Unemployment Rate Drops To 4.6 Percent, Lowest Level Since 2007
Unemployment dropped by 0.3 percentage points, to 4.6 percent, last month — the lowest rate since 2007 — according to the monthly jobs report from the Bureau of Labor Statistics.
The report says the U.S. added 178,000 new jobs in November.
That's about what economists had expected. They'd been predicting some 180,000 new jobs last month, NPR's Yuki Noguchi reports — almost exactly the average monthly growth for the year so far.
But the drop in unemployment was a surprise — economists thought it would hold steady at 4.9 percent.
The BLS notes that the unemployment rate had shown little movement from August 2015 through October 2016.
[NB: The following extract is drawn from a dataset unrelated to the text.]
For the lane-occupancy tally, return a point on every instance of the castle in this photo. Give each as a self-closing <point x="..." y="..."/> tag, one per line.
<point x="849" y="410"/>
The drop in unemployment was driven by adult men, while the rates for women and teenagers didn't show much or any change.
Average hourly earnings dropped by 3 cents, after seeing an 11-cent rise in October. Economists had been watching to see if the relatively low unemployment rate would be pushing employers to raise wages, Yuki Noguchi reports.
"In previous years, wage gains have been stagnant," Yuki told our Newscast unit. "But in October, wages increased at their fastest pace since the end of the recession — 2.8 percent."
That trend did not continue in November, although the BLS notes that over the course of the year, wages have still increased by 2.5 percent.